De aspirações românticas a viagens aventurescas, com direito às mais diferentes descobertas e às mais variadas experiências, praticamente todos já se viram passando por uma situação como a deste filme. Sortudos e raros devem ser aqueles que de fato chegaram a viver algo próximo, mas a verdade é que a força que torna este trabalho de Richard Linklater agradável aos sentidos é a mesma que faz com que de alguma forma nos identifiquemos com a idéia da afinidade e do amor à primeira vista, e da experiência única que pode ser vivida quando as pessoas não deixam esta oportunidade passar em branco. Mesmo que ela dure somente uma noite.
Simplicidade é a regra da história que une os estranhos Jesse (Ethan Hawke) e Celine (Julie Delpy). Ele, um americano em seu último dia de errante peregrinação através da Europa. Ela, uma francesa retornando para casa após o fim de suas férias. O destino os põe frente a frente graças a uma identificação instantânea, e os dois tomam a decisão de descer do trem em Viena para passar uma única noite juntos.
Muito do que exala do filme para a platéia se dá sob a forma de uma fantasia extremamente comum à maioria das pessoas. Trata-se de uma representação moderna da idéia de amor à primeira vista, adornada pela beleza de uma das cidades mais pitorescas da Europa e desenvolvida através de olhares cúmplices, ousadias correspondidas e diálogos cada vez mais íntimos. Ethan Hawke entrega uma interpretação condizente com a percepção que tenho dele, que não me permite vê-lo como um personagem confiável em suas declarações e revelações pessoais. É somente graças ao roteiro, e principalmente graças à fotogênica e radiante presença de Julie Delpy, que sua atitude galante se torna crível. Seja com nervosismo, timidez, insensatez ou frieza, que não deixam de transparecer e serem devidamente notados por Delpy, um anjo caído do céu numa viagem de trem com as mais belas paisagens da Europa à janela, mas completamente vazia de alma.
O processo de aproximação dos dois protagonistas é quase estudado em seu início, retratando com razoável veracidade qualquer romance similar da vida real.
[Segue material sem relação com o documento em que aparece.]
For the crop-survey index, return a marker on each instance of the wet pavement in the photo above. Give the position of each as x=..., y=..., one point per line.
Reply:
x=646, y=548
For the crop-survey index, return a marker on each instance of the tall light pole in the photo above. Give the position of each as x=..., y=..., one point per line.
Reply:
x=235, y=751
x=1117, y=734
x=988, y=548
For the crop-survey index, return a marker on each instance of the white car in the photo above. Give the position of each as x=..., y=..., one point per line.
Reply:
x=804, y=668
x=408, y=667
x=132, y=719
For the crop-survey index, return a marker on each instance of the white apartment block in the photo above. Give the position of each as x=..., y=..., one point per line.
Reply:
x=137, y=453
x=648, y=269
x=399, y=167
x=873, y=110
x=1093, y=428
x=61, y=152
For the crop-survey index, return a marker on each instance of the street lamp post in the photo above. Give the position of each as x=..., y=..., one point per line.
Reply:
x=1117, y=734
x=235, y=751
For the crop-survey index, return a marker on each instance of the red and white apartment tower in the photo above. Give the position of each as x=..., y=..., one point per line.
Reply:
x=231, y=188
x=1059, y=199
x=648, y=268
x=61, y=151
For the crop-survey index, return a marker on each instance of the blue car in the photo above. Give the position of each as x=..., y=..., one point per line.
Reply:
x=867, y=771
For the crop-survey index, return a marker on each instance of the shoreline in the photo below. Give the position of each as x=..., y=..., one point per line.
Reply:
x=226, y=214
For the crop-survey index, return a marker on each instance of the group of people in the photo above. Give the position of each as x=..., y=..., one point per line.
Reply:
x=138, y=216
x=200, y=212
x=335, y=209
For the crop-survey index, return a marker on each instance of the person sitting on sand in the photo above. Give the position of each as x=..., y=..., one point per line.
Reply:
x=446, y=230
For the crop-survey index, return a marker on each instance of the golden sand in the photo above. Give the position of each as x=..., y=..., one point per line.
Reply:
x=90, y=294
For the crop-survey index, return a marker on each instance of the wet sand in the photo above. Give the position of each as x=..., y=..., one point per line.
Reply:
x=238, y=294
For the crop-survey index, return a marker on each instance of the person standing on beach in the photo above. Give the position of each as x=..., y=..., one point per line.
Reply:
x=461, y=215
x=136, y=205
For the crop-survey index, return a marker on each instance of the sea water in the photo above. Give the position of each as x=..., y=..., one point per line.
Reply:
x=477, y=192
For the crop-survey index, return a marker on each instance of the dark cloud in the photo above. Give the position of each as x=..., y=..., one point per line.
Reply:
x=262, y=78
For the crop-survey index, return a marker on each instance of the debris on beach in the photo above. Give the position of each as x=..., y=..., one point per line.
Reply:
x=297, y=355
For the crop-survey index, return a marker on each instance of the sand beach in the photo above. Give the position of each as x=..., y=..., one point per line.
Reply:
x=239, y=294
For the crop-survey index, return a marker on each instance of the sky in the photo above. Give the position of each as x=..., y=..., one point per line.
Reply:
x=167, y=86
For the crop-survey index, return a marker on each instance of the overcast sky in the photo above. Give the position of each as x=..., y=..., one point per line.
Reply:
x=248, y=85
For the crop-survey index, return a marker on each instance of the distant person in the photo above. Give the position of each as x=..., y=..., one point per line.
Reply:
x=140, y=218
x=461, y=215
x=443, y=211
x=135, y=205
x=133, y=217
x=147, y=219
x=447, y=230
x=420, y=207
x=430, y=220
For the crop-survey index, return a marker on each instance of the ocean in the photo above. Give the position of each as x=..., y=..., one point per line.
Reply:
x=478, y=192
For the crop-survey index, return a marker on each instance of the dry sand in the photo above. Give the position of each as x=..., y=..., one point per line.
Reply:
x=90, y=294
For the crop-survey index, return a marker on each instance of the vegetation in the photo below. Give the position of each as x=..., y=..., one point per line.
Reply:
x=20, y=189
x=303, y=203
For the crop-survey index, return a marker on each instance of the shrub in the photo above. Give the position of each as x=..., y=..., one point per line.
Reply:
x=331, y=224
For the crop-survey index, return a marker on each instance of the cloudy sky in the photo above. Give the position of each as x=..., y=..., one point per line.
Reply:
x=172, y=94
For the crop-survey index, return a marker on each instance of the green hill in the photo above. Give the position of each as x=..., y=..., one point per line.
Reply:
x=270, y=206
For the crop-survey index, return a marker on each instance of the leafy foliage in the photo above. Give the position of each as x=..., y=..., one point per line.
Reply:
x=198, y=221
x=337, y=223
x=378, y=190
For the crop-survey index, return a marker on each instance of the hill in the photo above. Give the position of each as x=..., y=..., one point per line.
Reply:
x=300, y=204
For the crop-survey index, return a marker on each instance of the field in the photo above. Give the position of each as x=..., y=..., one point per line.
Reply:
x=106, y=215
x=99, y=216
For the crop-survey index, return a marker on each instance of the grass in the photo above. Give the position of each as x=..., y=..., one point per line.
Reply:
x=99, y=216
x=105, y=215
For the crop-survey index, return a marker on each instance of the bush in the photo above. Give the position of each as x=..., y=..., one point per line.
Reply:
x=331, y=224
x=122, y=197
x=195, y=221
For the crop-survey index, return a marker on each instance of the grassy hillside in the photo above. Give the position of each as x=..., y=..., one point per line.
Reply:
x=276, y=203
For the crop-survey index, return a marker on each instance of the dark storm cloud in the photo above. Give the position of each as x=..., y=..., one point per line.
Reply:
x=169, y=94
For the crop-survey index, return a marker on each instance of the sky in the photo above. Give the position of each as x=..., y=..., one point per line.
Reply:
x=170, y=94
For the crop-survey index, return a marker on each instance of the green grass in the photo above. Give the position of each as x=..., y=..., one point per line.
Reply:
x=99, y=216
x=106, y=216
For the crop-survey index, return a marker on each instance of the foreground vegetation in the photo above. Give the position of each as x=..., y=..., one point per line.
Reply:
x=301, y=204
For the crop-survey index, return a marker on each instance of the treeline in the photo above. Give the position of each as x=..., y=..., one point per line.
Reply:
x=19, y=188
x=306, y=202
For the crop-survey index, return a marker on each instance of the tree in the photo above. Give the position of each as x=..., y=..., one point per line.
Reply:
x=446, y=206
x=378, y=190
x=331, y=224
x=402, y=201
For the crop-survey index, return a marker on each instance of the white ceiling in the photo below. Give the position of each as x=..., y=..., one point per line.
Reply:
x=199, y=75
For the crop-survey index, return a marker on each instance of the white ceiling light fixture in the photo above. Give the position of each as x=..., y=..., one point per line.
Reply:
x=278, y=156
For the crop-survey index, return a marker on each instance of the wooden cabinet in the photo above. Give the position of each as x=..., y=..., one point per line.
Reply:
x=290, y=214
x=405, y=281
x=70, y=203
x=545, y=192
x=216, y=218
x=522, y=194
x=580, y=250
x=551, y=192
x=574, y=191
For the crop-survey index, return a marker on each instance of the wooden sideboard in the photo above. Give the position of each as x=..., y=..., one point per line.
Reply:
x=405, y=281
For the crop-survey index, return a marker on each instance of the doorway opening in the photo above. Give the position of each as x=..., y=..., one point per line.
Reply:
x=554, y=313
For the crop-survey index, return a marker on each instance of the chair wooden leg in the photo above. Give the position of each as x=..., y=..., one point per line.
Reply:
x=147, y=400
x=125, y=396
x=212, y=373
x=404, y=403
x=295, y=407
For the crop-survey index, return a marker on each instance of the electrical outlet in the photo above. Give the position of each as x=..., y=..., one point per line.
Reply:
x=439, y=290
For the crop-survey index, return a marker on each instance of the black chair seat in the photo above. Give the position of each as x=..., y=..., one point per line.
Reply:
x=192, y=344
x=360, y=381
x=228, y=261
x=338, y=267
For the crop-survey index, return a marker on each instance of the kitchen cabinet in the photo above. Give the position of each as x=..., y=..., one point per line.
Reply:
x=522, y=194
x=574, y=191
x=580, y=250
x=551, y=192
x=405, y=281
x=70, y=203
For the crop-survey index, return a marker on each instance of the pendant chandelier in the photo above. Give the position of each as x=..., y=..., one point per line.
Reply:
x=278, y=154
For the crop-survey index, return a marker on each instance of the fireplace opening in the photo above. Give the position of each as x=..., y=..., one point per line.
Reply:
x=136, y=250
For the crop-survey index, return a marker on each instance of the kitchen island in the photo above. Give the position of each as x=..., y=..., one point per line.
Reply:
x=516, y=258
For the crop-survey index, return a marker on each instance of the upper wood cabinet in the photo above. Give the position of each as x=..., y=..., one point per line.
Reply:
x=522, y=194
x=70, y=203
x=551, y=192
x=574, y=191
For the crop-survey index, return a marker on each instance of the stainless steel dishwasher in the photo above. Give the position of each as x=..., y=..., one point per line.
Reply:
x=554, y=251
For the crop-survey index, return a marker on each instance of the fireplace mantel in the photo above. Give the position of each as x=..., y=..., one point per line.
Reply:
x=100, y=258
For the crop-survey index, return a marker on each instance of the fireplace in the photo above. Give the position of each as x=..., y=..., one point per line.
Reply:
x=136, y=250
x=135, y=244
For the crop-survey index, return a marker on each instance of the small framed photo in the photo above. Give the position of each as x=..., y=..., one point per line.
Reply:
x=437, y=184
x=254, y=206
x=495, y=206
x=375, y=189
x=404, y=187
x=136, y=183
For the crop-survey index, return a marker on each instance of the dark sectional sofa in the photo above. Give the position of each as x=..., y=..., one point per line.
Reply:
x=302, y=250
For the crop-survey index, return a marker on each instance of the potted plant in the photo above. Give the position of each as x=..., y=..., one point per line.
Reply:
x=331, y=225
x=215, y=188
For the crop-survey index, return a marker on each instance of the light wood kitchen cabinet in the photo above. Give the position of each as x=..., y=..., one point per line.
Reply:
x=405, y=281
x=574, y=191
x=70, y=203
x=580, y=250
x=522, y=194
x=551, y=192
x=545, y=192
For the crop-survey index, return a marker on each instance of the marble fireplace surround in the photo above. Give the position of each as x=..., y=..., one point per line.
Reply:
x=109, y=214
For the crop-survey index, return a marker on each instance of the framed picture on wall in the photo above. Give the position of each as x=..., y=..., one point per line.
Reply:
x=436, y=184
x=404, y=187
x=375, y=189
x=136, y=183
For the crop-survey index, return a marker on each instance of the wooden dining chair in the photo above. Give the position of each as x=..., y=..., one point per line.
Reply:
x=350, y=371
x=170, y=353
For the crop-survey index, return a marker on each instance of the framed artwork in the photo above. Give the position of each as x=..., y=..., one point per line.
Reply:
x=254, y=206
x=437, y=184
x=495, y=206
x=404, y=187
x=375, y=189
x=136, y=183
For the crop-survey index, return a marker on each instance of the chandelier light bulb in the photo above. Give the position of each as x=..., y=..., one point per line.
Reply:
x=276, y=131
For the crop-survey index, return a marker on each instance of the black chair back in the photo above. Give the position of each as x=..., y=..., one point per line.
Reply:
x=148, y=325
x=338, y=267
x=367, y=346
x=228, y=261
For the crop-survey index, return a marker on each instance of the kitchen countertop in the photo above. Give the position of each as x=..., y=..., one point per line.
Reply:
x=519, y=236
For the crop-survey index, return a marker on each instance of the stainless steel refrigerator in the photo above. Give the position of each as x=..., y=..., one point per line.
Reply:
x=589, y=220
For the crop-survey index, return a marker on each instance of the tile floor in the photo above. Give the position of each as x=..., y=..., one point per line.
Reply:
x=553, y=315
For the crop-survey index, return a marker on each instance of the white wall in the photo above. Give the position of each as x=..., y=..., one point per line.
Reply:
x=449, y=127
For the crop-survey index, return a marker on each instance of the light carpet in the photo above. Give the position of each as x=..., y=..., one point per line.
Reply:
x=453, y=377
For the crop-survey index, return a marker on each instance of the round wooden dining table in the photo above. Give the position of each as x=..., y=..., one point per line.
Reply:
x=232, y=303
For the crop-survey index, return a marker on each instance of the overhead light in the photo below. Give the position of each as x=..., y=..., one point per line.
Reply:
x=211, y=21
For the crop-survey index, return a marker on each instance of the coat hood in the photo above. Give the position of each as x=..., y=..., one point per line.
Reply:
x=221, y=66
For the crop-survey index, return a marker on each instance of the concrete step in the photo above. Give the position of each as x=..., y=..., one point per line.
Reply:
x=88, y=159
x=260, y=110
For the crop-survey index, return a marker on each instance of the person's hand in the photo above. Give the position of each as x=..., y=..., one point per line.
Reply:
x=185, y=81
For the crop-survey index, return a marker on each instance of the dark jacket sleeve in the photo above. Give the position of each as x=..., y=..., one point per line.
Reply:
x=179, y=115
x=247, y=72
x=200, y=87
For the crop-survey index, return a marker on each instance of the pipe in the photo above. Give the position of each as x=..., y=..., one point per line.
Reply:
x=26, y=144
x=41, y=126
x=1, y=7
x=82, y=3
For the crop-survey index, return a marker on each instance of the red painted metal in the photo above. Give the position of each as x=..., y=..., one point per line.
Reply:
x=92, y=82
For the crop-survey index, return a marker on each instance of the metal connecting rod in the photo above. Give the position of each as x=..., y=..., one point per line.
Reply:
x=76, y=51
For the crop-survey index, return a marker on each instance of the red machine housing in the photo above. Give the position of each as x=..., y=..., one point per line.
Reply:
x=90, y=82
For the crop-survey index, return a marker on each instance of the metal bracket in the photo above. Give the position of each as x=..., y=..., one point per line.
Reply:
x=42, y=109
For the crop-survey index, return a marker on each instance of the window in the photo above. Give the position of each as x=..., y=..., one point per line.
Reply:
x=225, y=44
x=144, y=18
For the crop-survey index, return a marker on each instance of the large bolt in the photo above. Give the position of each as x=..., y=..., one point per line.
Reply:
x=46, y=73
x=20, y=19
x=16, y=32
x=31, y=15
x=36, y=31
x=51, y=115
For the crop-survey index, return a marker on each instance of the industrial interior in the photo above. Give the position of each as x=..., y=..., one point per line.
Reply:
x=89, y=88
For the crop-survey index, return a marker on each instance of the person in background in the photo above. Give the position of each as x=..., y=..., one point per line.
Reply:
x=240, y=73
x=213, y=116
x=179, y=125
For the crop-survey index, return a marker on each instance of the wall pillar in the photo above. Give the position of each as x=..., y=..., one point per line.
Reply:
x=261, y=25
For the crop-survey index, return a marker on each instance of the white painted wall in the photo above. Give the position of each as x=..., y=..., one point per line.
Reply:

Como deveria ser, a bela fotografia e o estilo do diretor valorizam as expressões dos astros, o que é um deleite, por exemplo, sempre que um deles olha para o outro com desejo sem que seja notado. Além do romance em si, há ainda uma constante sensação de caos providencial meio que subliminar dentro das cenas filmadas por Linklater, que se traduzem muito bem numa das seqüências do desfecho do filme, que mostra, à luz da manhã, vazios e à espera do próximo momento de verdadeiro arrebatamento sentimental, os lugares onde Jesse e Celine estiveram na noite anterior. Quantas outras pessoas estiveram ali, naqueles mesmos lugares, em situações parecidas, entregues a um momento de intimidade a dois, sob as mesmas circunstâncias de abandono e aventura? O final da história deixa muita gente com coceira, imaginando um provável futuro para um romance tão modernamente meigo. Um anseio que foi devidamente atendido nove anos mais tarde pelo próprio diretor, ao reunir Hawke e Delpy no reencontro de Antes do Pôr-do-sol. Significando, claro, que não dá para assistir ao primeiro filme e ficar sem ver o segundo.
A edição em DVD lançada pela Warner é seca. Vem completamente sem extras.